The following week, I travelled to Bishkek, where I made the pivot from broad, international project-level communications to individual, tailored capacity building workshops with project partners. The first request felt more like fun than work – playing a snow leopard game developed by CAMP Alatoo for school children. I worked with CAMP Alatoo to develop a series of videos to explain the game and help more schoolteachers become moderators, curating the game experience for students to learn through play. Thankfully, GRID-Arendal had already covered the basics of videography at the 2023 CAMCA partners meeting, so partners could jump right in to filming and brush up on their skills! Ilbirs Foundation also joined CAMP Alatoo for joint training sessions, covering press releases, conducting media interviews, and identifying key performance indicators (KPIs). On my last day, I visited the Ilbirs office to answer their questions about social media content.

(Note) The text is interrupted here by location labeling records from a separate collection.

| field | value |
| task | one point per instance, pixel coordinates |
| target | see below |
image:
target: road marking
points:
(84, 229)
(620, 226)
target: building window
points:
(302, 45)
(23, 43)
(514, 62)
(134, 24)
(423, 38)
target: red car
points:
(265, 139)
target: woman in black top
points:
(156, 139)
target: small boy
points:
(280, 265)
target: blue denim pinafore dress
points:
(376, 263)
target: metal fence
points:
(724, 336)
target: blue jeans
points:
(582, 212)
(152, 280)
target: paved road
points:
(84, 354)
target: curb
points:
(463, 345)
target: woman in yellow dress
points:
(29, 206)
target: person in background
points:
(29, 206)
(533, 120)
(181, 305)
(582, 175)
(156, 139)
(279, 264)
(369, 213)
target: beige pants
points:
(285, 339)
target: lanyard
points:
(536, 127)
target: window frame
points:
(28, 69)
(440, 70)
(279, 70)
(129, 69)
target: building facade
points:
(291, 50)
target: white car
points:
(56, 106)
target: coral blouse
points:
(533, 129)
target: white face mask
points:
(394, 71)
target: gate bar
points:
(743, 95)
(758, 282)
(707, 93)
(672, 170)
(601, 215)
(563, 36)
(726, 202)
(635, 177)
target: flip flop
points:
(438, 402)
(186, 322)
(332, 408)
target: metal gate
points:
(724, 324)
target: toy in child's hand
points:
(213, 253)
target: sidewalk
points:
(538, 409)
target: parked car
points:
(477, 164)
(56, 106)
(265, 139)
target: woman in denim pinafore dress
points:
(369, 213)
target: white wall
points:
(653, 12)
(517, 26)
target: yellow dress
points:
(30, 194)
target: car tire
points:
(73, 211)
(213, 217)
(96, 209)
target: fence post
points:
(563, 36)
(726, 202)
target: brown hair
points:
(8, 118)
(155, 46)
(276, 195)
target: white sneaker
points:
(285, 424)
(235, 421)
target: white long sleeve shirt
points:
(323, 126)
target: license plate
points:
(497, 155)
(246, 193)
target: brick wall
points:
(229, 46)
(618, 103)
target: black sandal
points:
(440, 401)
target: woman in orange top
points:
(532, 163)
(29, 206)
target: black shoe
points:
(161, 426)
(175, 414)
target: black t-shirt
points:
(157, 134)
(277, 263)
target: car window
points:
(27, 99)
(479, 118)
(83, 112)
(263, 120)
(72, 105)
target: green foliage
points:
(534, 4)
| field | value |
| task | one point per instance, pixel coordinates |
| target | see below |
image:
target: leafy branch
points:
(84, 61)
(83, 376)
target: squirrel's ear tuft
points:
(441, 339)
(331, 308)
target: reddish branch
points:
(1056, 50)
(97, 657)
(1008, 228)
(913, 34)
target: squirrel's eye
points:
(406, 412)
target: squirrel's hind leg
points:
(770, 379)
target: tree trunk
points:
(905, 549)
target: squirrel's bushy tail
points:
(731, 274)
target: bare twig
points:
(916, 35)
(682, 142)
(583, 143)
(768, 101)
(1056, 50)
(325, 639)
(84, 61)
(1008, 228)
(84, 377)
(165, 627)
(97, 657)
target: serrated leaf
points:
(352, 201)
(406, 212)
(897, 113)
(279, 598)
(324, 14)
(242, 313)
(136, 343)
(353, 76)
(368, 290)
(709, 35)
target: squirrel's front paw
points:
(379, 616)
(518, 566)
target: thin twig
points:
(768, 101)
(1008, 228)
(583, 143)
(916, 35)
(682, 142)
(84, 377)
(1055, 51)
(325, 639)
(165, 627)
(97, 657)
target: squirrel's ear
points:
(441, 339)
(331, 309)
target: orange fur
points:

Central Asia prides itself on hospitality, and we were welcomed with traditional dinners and enriching company. Supara, the site of GRID-Arendal’s first journalist workshop in the region for Vanishing Treasures, houses an interactive exhibit explaining more of Kyrgyz rural heritage and a cozy cabin for dining – complete with axes (not so different from Norway). February 22nd was also Men’s Day (previously Defenders Day) where the women of Ilbirs organized elaborate skits, live entertainment featuring the komuz (a fretless 3-stringed instrument), and dancing and singing late into the night. The men had their work cut out for them to top the extravaganza in a similar celebration for Women’s Day on March 8th!
Until next time, GRID-Arendal bids Central Asia bye-for-now with “кийин көрүшкөнчө сени өбүшөм” (korush gumchu, ubusch kuncha) which means, “See you later, kiss you later!” in Russian (“Көрүшкөнчө, өбүшкөнчө” in Kyrgyz). It is not recommended that you follow the example of the Ilbirs employees and say this fun rhyme to your taxi drivers (even in jest).
The fourteenth conference of the parties (COP) for the Convention of Migratory Species (CMS) took place in Samarkand, Uzbekistan from 12th February – 17th of February 2024. The conference was convened under the slogan “Nature Knows No Borders”, and served as a reminder that migratory species do not adhere to geopolitical boundaries but are deeply affected by them. Their survival is dependent on international collaboration and transboundary conservation efforts.
The triennial meeting marks one of the most significant biodiversity gatherings since the adoption of the Kunming Montreal Global Biodiversity Framework in 2022. During the proceedings, 14 new species were added to the CMS Appendices, including the Eurasian lynx, Pallas’s Cat, and Sand Tiger Shark. Resolutions and concerted actions were adopted on over 100 distinct topics by representatives of the world treaty’s 133 member states. The first-ever State of the World’s Migratory Species report was also launched in the opening press conference.
CMS, through the Central Asian Mammals Initiative (CAMI), is a CAMCA project partner.